Para superar las tentaciones, tenemos fundamentalmente tres armas: La Palabra, la oración y el sacrificio. La Palabra es la revelación a través de la que educamos nuestras conciencias para tener clara la voluntad de Dios en cada momento y saber cómo Dios pensó el matrimonio. La oración y los sacramentos que nos dan la gracia y el poder para superarlas. Y el sacrificio, la renuncia que me ayuda en el autodominio que me libera de las pasiones y deseos desordenados.

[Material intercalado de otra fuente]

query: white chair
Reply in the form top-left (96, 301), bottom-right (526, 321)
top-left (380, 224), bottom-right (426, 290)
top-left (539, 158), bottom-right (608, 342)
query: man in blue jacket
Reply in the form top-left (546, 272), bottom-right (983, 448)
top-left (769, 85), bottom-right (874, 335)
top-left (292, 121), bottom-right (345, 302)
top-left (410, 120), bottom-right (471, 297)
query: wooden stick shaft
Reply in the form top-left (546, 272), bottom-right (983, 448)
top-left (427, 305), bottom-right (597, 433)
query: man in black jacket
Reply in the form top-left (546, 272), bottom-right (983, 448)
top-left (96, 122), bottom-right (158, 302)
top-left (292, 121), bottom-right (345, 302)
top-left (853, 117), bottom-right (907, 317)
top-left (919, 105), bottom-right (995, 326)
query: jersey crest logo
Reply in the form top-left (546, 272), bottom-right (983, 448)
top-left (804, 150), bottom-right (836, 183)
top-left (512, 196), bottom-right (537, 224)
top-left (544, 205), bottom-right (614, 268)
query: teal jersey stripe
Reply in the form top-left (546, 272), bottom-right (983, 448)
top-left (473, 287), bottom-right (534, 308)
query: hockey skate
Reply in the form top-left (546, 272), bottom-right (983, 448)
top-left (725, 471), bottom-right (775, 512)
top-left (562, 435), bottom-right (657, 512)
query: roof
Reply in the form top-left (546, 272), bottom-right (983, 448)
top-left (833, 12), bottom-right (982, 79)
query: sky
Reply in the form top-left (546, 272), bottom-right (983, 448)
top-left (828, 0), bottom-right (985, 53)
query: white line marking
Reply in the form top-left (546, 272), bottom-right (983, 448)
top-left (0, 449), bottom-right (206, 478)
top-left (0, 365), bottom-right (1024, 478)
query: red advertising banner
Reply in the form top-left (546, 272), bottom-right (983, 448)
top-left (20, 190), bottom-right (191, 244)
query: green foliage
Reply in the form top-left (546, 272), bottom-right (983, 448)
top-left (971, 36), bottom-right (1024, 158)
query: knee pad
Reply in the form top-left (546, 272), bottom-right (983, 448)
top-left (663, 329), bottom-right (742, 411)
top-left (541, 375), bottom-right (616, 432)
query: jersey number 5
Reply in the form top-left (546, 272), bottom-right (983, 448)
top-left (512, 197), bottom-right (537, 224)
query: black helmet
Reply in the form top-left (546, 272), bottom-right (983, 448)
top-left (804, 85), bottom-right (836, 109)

Estas tres armas son las que utilizamos en Proyecto Amor Conyugal para construir un matrimonio verdadero, sobre roca.

Madre,
Qué poco nos gustan las tentaciones, porque nos muestran nuestra debilidad, pero tenemos que aprender a verlas también como oportunidades para demostrar que amamos a Dios y a nuestro esposo. Sólo en los momentos de tentación, tenemos oportunidad de amar de verdad. Tengo que tomarme más en serio esa lucha contra las tentaciones, porque es donde me lo juego todo. Cuento con Tu ayuda, Madre. Amén.